Development of efficacious and safe treatments for idiopathic pulmonary fibrosis (IPF) is challenged by limited understanding of disease mechanisms and lack of reliable preclinical models. Bleomycin-induced pulmonary fibrosis is the most widely used mouse model for IPF. We generated a unique atlas of spatially resolved transcriptome-wide maps of human IPF and mouse bleomycin lung tissues, and investigated the translational relevance of the mouse model. We identified both analogous and divergent cell populations between human and mouse lung samples. The recently identified aberrant basaloid epithelial cell population in humans and the mouse alveolar differentiation intermediate (ADI) cells exhibited similarities in pathway enrichment profiles, reflecting convergent biological processes in fibrosis. However, their functional roles appeared to diverge significantly. In the bleomycin model, ADI cells were associated with functional regenerative processes that were not identified in the proximity of human aberrant basaloid cells.
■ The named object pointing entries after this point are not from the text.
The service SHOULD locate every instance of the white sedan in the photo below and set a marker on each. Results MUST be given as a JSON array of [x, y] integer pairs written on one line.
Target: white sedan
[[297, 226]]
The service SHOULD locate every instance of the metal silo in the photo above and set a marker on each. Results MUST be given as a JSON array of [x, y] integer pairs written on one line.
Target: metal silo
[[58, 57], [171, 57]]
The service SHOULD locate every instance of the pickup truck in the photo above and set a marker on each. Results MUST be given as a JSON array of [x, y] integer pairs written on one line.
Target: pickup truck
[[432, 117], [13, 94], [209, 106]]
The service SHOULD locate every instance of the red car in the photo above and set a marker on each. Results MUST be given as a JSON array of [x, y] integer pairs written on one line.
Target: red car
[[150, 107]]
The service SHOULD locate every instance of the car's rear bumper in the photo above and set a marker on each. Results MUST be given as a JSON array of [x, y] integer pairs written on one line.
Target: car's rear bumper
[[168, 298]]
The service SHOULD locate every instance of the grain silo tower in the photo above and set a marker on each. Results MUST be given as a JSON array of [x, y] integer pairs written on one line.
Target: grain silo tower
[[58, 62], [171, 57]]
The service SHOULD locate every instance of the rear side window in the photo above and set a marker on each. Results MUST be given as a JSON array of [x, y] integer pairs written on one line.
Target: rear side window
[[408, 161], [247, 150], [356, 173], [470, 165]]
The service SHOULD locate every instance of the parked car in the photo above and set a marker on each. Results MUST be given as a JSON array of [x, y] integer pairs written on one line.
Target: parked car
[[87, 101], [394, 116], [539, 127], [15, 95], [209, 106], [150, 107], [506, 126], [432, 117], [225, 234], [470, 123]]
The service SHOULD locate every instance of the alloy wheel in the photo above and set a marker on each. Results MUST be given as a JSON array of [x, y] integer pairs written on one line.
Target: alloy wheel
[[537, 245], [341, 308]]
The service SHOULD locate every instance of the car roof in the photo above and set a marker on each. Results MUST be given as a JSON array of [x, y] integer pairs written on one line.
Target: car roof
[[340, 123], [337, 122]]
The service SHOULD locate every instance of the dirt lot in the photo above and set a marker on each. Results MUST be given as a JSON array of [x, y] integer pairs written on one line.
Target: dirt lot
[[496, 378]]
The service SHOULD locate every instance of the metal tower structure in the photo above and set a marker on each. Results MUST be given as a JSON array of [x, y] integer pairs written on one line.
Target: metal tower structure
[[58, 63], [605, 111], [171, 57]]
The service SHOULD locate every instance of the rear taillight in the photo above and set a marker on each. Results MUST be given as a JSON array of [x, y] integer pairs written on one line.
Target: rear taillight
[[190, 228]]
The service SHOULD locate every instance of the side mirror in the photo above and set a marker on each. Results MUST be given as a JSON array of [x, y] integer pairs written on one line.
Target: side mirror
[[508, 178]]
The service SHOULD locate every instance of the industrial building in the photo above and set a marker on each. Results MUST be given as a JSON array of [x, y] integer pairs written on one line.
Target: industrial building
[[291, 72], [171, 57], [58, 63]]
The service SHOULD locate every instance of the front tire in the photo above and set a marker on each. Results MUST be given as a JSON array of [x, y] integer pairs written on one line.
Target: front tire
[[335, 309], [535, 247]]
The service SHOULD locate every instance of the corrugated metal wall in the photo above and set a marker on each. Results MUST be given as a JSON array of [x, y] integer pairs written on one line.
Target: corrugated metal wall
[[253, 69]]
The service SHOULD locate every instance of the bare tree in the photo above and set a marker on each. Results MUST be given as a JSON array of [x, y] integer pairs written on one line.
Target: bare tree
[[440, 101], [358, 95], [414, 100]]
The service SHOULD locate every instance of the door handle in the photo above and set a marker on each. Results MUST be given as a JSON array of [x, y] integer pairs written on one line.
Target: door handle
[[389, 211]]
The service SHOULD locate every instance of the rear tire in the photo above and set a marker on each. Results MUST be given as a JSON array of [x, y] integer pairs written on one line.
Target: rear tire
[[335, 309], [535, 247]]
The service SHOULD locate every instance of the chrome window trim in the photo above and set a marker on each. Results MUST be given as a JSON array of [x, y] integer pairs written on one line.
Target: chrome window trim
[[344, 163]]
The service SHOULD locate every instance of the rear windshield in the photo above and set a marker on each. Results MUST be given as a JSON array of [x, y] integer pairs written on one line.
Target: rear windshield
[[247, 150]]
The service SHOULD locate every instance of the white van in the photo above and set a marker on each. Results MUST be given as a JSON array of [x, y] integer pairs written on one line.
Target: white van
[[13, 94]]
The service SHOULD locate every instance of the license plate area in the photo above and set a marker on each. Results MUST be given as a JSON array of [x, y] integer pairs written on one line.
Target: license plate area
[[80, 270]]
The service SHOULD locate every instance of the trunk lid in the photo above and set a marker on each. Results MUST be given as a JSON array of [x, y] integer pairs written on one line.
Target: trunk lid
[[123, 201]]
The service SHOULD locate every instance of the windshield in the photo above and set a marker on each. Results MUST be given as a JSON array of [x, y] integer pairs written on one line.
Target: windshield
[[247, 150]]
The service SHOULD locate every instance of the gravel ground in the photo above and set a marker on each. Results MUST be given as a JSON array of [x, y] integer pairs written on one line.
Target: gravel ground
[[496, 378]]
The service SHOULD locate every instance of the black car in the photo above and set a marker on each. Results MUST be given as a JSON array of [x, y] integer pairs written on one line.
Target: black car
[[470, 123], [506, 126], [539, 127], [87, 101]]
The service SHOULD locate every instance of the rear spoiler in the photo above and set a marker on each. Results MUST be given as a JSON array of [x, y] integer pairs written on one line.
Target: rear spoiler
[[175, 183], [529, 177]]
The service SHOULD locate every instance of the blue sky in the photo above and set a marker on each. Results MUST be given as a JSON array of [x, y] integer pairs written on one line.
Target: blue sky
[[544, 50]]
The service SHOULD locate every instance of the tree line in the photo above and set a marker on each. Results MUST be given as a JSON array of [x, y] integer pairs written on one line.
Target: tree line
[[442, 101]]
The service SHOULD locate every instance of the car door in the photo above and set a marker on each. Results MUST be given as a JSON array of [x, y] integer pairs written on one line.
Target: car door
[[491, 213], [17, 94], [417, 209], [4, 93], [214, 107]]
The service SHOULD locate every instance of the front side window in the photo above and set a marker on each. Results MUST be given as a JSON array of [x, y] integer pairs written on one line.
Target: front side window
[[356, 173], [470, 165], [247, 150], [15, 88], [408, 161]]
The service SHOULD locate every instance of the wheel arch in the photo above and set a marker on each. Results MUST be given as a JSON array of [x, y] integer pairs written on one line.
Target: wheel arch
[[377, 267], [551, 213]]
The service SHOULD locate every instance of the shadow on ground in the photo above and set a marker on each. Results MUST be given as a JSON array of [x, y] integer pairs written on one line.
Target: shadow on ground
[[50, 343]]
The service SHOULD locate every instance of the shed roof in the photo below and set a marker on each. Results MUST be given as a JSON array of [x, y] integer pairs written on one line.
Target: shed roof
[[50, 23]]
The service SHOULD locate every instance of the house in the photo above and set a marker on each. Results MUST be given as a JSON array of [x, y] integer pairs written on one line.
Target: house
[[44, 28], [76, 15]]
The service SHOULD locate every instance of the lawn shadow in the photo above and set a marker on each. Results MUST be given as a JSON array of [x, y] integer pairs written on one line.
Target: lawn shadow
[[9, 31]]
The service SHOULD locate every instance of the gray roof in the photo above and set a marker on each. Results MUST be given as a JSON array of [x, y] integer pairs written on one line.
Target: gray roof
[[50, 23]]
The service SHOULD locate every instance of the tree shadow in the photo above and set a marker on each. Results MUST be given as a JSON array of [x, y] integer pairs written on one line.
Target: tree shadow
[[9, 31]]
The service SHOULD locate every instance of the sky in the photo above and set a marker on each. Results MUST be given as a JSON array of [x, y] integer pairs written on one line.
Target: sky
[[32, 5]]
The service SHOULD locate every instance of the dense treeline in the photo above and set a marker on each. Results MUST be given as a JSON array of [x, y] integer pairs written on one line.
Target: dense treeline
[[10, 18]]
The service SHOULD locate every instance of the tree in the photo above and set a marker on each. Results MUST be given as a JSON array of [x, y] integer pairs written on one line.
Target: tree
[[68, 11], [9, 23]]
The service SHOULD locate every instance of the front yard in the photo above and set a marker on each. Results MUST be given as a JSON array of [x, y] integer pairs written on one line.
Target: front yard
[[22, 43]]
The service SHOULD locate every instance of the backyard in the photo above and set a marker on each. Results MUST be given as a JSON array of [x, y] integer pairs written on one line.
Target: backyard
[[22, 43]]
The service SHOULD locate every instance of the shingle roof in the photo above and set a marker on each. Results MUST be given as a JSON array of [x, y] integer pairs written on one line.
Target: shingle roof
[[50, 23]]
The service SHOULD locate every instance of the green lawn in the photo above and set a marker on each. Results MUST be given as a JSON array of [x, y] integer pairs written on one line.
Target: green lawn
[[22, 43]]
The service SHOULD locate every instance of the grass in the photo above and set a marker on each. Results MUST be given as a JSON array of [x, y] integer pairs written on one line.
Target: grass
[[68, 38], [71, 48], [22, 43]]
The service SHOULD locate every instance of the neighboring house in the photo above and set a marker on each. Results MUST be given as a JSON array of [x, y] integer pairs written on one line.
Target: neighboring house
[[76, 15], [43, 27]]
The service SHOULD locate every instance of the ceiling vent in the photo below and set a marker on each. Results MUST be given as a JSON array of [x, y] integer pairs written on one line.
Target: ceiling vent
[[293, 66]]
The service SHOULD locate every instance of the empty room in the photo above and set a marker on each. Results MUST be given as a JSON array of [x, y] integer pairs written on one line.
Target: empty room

This finding suggests that, in contrast to the bleomycin-injured mouse lung, the regenerative/reparative capability of the human IPF lung is compromised, and that alveolar tissue development is arrested or defective. In addition, our results highlight the translational value of the bleomycin model in the study of alveolar cell regeneration and differentiation. Taken together, our study provides an extensive resource of spatially resolved mechanistic insights into fibrotic lung molecular signatures, paving the way for a better understanding of IPF pathogenesis and development of relevant animal models.